La vraie vie, la vie enfin découverte et éclaircie, la seule vie par conséquent réellement vécue, c'est la littérature.



vendredi 2 novembre 2012

Mann et Visconti


Mort à Venise, film réalisé par Luchino Visconti en 1971.

Après le roman, le film somptueux de Visconti.
Globalement, le film me semble bien plus plein et charnel que le livre. L’hôtel est en pleine Belle époque, lieu mondain avec trop de monde, d’objets, de couleurs… les chapeaux gigantesques des femmes, les courbettes des domestiques, les hortensias en pot, les miroirs qui séduisent tant Visconti. C’est le grand hôtel de Balbec et on sait que le réalisateur aurait rêvé pouvoir adapter le roman de Proust.
Le livre m’avait semblé moins peuplé et plus calme. C’est dû au contraste entre les personnalités de Mann et de Visconti et à l’incarnation des personnages. Les figures qui passent comme des ombres dans le roman, filtrées par la focalisation sur le héros, prennent ici vie et chair. Le vieux pantin, le gondolier en Charon, les musiciens venus tout droit de la commedia dell’arte ont un rôle symbolique fort alors que leur traitement était plus distancié dans le roman.
Le héros n’est plus un écrivain mais un musicien. Ce changement est intéressant. Si Mann manifeste toujours un grand intérêt pour la musique (comme on le voit dans Tristan ou dans Faustus), il choisit un écrivain lui ressemblant, porte-parole de ses propres émotions. Le livre fonctionne beaucoup par le récit des rêves du personnage. Le film fait toute sa place à la musique de Mahler, dans des élans très sensuels.

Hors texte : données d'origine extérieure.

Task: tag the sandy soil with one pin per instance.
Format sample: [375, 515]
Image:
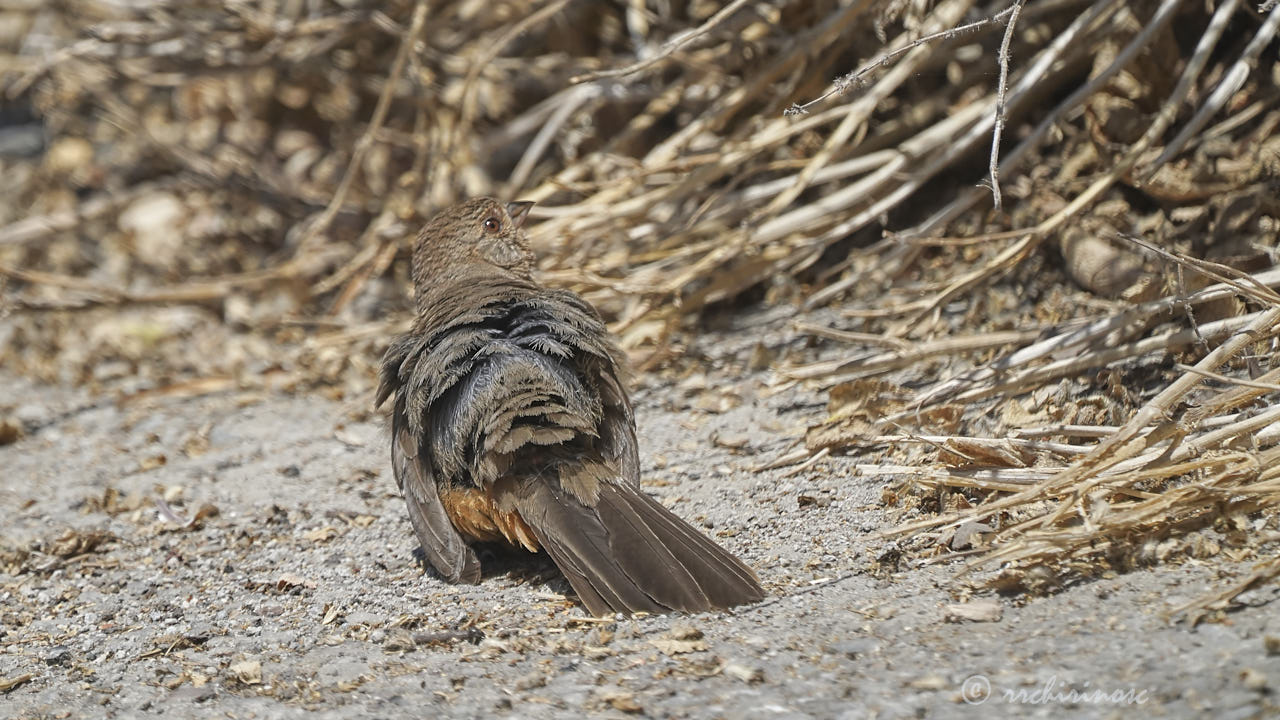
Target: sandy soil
[296, 591]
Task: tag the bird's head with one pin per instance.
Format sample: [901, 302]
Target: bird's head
[472, 235]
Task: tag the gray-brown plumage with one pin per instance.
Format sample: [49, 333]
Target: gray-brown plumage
[511, 423]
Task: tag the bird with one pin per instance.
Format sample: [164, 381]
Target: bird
[511, 423]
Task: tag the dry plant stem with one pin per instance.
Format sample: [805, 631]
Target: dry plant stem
[1230, 400]
[1223, 378]
[1246, 285]
[668, 48]
[1228, 87]
[996, 443]
[1074, 365]
[1262, 573]
[384, 100]
[1092, 332]
[1187, 81]
[1040, 67]
[999, 130]
[833, 372]
[1075, 32]
[860, 110]
[853, 78]
[1120, 446]
[488, 53]
[540, 141]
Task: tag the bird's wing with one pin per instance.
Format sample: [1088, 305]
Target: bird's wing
[444, 547]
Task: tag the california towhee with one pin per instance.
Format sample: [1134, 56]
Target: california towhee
[511, 423]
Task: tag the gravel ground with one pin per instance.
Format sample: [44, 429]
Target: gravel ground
[278, 577]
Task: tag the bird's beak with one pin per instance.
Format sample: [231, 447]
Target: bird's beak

Et le tourment intérieur semble bien plus douloureux, mis en scène par le souvenir de discussions passées. Tadzio, le garçon, est bien plus ambigu, à la fois sensuel et distant, tout de blanc vêtu, silencieux dans cet univers de bruit et de couleurs. Conscient de l'attention et du désir qu'il provoque, il exerce son pouvoir sur le musicien. Ses traits délicats sont ceux de la peinture italienne – comment ne pas penser à Caravage ? En contraste, le héros est un petit intellectuel falot qui se transforme peu à peu en un pantin désarticulé, dont la mécanique finit par casser.
Un film magnifique, dont chaque image est composée avec précision, tant pour le cadre, la lumière, les couleurs, à l’ampleur et à la richesse fascinante, porté par la musique Mahler.
Une étape du viaggio tout en beauté.


5 commentaires:

Anonyme a dit…

Proche du sublime y compris dans le grotesque revendiqué.Un film superbe,un metteur en scène magicien et partie prenante du trouble d'Aschenbach.

Eeguab a dit…

L'anonyme c'est moi par erreur.

nathalie a dit…

C'est tout à fait cela Eeguab...

dasola a dit…

Bonsoir, film sublime transcendé par l'adagietto de la 5ème symphonie de Mahler. On ne s'en lasse pas. Bonne soirée.

nathalie a dit…

Tout à fait. La musique campe le film dans un climat irréel.